Muhammad Nasih selaku Ketua LTMPT dalam SE tersebut menerangkan, setiap peserta WAJIB MENCETAK ULANG KARTU TANDA PESERTA melalui http://portal.ltmpt.ac.id pada menu Pendaftaran UTBK-SBMPTN mulia tanggal 29 Juni 2020 pukul 14.WIB sampai dengan 2 Juli 2020 pukul 12.000 WIB.

“Peserta yang mendapatkan jadwal untuk mengikuti tes pada pelaksanaan UTBK tahap I (5-14 Juli 2020) dan TIDAK dapat mengikuti jadwal tes karena tidak memenuhi persyaratan Satgas Covid-19 daerah, DIWAJIBAKAN melapor ke Pusat UTBK di mana yang bersangkutan harus mengikuti tes (sesuai yang tercetak pada kartu tanda peserta yang baru),” himbaunya.

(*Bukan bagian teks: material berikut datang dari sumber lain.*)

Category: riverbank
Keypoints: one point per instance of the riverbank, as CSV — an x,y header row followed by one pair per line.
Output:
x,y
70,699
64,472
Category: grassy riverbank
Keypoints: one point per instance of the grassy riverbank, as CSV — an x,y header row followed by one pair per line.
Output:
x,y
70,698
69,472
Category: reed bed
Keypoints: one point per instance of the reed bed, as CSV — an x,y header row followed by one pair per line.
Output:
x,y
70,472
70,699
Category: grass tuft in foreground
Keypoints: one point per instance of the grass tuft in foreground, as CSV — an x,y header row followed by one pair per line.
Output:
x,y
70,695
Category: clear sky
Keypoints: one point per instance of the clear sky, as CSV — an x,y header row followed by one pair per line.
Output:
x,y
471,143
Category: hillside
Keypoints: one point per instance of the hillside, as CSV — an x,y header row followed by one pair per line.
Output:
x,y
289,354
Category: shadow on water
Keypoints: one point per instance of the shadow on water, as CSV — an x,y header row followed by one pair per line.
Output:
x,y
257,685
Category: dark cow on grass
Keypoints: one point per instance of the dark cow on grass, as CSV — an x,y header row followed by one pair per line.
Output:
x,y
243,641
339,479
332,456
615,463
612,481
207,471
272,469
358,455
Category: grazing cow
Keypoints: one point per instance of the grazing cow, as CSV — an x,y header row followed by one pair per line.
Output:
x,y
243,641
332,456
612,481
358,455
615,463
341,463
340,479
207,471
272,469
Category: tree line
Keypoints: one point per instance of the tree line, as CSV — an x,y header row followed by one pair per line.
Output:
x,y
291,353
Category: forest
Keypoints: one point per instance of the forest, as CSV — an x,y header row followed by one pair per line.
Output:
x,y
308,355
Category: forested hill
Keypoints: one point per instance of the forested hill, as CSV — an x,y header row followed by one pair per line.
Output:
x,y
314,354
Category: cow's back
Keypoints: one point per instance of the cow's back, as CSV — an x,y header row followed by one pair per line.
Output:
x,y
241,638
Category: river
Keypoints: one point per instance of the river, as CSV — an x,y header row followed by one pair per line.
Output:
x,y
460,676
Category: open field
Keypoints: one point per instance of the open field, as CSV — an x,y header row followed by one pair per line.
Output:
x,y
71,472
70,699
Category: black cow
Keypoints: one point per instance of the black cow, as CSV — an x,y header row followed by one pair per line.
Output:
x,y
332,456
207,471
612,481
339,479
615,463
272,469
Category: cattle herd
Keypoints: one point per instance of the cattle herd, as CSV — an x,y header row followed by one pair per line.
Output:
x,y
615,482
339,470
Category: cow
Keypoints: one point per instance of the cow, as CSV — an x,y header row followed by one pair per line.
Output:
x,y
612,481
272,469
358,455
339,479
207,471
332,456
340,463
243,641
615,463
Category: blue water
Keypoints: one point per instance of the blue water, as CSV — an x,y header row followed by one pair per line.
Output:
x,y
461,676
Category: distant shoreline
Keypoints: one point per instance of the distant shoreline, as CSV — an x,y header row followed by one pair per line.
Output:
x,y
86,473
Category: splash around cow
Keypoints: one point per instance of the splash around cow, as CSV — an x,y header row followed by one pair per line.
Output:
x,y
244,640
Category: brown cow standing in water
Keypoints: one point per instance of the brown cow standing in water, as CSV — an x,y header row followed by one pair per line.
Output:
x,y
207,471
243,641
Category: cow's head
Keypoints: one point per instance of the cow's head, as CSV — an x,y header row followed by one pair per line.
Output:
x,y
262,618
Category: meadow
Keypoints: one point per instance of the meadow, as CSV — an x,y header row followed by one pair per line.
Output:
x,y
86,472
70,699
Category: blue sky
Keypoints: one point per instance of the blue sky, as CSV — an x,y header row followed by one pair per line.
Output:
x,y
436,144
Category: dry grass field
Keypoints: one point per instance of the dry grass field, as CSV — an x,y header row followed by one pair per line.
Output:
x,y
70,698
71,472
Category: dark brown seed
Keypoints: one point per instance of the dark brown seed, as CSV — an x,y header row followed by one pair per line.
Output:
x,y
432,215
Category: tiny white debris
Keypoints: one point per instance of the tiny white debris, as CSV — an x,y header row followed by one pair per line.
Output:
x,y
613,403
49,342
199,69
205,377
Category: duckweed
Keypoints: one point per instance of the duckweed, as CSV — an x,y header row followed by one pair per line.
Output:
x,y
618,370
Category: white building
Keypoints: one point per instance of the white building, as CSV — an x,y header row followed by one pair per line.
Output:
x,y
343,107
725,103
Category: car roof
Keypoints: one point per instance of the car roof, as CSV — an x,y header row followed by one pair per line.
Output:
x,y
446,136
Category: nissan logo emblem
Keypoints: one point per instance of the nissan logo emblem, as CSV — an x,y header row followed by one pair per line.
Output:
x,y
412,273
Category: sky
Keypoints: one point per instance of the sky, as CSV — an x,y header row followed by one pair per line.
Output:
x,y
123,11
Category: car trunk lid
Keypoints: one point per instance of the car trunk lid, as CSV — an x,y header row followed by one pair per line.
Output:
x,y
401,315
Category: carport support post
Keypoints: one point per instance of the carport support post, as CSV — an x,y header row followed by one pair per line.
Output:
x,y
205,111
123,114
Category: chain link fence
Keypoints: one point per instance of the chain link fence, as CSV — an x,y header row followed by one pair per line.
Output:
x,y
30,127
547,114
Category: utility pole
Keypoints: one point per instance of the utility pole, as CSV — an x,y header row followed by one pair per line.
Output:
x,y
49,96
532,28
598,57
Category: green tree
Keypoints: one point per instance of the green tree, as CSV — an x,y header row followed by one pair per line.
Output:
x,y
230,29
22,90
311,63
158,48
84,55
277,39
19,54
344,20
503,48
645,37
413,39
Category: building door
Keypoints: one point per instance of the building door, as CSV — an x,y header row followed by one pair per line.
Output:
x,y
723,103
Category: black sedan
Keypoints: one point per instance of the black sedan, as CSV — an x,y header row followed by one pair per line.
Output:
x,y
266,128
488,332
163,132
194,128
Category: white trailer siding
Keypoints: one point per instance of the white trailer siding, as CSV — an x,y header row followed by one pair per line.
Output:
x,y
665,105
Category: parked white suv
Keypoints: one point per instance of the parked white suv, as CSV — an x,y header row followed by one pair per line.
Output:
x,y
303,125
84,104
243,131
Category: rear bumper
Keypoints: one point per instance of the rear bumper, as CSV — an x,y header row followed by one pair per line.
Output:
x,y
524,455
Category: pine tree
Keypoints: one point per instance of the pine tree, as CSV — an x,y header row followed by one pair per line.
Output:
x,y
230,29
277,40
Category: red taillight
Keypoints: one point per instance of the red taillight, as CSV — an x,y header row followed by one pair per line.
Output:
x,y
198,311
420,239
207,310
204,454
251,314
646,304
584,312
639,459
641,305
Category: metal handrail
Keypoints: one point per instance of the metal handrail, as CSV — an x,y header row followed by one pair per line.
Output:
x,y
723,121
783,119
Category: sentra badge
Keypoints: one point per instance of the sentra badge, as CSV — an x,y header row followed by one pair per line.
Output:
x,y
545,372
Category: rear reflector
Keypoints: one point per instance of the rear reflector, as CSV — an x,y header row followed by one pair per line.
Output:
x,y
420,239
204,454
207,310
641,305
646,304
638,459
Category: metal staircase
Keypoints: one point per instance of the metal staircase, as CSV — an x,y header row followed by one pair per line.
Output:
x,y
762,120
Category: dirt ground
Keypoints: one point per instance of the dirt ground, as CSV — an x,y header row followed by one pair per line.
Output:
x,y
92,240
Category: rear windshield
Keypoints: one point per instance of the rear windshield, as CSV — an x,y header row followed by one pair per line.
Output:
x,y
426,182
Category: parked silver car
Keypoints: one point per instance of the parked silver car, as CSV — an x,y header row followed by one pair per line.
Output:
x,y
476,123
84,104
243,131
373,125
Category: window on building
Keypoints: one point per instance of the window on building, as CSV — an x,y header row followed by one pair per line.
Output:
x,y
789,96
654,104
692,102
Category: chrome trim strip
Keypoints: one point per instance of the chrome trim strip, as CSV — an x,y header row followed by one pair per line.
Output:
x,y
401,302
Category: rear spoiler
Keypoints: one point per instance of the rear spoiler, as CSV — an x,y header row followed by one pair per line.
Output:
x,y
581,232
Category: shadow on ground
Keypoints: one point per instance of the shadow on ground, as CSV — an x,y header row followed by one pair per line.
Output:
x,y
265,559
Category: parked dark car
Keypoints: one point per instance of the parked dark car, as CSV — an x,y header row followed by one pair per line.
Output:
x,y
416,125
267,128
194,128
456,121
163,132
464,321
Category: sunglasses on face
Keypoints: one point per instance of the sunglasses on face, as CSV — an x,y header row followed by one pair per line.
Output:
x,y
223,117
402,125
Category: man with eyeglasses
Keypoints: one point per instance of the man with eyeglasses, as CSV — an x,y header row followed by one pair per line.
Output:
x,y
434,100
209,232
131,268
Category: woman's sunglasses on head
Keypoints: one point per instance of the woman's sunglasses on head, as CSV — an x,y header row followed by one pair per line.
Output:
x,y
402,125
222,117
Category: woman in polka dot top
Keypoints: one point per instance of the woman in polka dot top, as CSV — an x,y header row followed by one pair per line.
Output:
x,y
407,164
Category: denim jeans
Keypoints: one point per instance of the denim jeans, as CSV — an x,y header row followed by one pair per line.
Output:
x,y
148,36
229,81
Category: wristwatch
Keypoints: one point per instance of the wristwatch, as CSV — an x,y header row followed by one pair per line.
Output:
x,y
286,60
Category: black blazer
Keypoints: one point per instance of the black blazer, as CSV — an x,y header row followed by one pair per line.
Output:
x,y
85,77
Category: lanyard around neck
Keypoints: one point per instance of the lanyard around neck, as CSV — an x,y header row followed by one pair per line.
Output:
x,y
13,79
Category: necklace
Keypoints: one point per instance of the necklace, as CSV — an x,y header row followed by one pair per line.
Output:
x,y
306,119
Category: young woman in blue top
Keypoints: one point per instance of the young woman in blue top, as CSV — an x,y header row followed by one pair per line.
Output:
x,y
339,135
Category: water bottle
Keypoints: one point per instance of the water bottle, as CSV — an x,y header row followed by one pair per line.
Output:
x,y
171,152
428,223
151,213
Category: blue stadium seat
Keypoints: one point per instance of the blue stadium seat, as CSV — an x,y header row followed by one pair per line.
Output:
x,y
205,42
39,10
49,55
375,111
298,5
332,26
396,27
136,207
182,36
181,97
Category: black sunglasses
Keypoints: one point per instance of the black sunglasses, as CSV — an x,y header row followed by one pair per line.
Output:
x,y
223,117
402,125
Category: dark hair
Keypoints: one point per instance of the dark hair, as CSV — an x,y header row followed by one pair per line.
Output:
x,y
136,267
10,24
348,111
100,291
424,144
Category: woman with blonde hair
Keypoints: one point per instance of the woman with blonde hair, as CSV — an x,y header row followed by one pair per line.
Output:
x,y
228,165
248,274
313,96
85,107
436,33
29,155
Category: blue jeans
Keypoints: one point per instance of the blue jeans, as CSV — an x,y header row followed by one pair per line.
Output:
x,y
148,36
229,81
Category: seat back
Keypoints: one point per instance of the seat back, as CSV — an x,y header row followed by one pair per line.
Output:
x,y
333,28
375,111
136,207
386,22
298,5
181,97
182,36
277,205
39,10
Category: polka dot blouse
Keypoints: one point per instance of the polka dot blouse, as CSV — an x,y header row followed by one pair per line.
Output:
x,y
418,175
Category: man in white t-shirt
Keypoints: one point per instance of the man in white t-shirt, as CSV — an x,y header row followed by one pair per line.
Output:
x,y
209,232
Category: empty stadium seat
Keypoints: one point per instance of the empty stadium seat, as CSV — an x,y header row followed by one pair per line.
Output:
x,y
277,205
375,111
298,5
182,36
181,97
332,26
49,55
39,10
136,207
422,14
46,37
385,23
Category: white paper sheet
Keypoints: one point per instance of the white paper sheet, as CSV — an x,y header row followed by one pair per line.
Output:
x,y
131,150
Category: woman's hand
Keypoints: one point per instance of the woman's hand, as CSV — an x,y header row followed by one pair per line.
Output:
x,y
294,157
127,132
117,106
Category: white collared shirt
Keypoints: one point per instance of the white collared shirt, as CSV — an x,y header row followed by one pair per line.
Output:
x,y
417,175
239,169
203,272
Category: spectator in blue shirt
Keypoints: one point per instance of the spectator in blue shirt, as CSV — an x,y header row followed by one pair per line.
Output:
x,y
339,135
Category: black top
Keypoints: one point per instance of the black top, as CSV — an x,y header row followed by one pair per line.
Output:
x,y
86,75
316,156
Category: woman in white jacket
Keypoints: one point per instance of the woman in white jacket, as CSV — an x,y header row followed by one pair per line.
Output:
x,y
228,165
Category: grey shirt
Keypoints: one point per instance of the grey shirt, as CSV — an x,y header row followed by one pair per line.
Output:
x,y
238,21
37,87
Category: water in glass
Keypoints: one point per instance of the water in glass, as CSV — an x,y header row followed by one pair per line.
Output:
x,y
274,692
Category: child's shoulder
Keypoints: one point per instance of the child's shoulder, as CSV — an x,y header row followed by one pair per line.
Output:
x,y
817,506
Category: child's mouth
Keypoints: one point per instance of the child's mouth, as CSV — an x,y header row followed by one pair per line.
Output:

“Paling lambat pada tanggal 2 Juli 2020 pukul 16.00 WIB, jika permohonan disetujui oleh Pusat UTBK maka peserta akan direlokasi ke pelaksanaan UTBK Tahap II,” sambungnya.

Sementara itu, dia menerangkan peserta yang mendapatkan jadwal untuk mengikuti tes pada pelaksanaan UTBK tahap II (20-29 Juli 2020) dan TIDAK dapat mengikuti tes di Pusat UTBK yang telah ditetapkan karena alasan keadaan memaksa/force majeur (seperti kesulitan akses untuk dating ke lokasi ujian, bencana dan sebagainya) dan/atau tidak memenuhi persyaratan Satgas Covid-19 daerah, peserta DIWAJIBKAN melapor ke Pusat UTBK dimana yang bersangkutan harus mengikuti tes (sesuai yang tercetak pada kartu tanda peserta yang baru) pada tanggal 6-10 Juli 2020 pada jam kerja.

“Peserta WAJIB menyampaikan laporan (yakni mengenai peserta UTBK Tahap I dan II sebagaimana yang telah disebutkan sebelumnya, red.) dengan sebenar-benarnya dan sejujur-jujurnya. Jika ternyata laporan yang disampaikan TIDAK BENAR, peserta tidak DIPERBOLEHKAN untuk mengikuti UTBK,” pungkasnya.